またさらに面白い奴になって帰ってくるんだろうなぁ。
期待して待ってるよ!
Seriously, you are the funniest and greatest man in the world! I guess you will be more funny guy when you come back to Japan. I'm wishing and wating for it!
As for you the [ho] it is with, worldwide phase it is white, it is the man of [saiko]!! In addition furthermore becoming the funny person, returning, the wax which you wrapped. Expecting, waiting, the [ru]!
First one is Japanese and secound one is what I translated and the last one is what "google translate" translated. It never work with Japanese and not understandable. How about other languages?|||None of them really work. All languages are contextual and when we throw a different word order into the mix online translators have no chance.
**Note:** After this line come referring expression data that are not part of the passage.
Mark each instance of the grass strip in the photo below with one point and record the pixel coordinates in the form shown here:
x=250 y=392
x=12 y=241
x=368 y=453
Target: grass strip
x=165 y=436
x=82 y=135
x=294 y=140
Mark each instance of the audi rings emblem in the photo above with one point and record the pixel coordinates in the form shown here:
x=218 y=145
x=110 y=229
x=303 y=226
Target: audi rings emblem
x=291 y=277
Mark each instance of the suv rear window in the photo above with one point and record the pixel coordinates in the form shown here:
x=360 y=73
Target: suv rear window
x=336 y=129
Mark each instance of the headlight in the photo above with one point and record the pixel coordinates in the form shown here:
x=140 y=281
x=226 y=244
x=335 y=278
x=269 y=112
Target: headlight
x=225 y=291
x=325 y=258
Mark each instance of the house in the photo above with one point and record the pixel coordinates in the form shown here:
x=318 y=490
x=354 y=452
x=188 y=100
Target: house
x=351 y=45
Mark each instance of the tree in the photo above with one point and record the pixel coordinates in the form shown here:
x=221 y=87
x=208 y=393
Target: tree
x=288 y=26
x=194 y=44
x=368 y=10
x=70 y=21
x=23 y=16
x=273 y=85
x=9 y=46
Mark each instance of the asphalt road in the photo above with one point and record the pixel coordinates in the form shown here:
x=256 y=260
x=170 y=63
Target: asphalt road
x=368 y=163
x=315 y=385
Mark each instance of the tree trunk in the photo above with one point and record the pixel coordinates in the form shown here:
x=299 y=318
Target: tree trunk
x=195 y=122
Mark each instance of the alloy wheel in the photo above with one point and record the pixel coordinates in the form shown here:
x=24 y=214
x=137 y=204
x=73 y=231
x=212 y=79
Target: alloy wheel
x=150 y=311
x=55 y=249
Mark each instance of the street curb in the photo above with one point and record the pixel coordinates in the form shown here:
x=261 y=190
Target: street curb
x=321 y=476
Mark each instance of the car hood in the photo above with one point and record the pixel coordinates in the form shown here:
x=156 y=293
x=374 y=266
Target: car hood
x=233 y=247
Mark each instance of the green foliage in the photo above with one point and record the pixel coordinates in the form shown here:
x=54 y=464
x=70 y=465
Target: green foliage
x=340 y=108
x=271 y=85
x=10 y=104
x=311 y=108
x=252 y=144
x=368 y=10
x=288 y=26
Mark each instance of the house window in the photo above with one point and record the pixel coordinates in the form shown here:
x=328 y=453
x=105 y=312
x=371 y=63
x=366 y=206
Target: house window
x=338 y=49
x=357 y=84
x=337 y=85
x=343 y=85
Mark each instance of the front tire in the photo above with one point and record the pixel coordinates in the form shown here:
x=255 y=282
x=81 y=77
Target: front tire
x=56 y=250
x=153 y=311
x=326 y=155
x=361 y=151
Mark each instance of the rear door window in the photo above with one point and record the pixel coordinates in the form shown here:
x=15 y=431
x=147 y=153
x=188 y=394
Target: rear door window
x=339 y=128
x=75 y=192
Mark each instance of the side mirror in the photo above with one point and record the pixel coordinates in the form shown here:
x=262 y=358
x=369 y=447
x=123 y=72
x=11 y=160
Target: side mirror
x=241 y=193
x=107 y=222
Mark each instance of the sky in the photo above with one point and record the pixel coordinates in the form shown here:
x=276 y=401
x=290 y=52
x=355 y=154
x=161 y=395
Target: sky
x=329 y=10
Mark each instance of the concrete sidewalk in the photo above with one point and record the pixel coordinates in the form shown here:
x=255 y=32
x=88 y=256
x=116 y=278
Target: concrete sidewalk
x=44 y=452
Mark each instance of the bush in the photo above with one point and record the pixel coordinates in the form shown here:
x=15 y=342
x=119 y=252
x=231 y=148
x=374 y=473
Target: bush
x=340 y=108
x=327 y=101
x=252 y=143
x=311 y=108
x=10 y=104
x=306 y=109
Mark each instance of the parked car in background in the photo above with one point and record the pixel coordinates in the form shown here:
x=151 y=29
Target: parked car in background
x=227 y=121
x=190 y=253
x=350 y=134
I am English and speak French German and now Chinese too. I use online translators for odd words that I can't be bothered to look up in a dictionary or for a general gist of a passage, but I would never rely on one for anything. German usually comes out garbled because of preposition positions and verbs at the end of sentences. As for Chinese, because you use fewer characters to get across meaning (as opposed to words in English) it comes out strange because most words in Chinese are made from 2 characters and when you want them separate but the translator makes them another word, there's no way to understand. That's my view anyway!|||They work as good as your spell checker. And for the same reason.|||I'm not sure about other languages but I know that sites like google and babelfish try to make the sentence as polite as possible. And it's sometimes hard with Japanese because all the topics and subjects are in the beginning. Also the same word can have different meanings. Its up to the listener to decipher it based on the context of the conversation.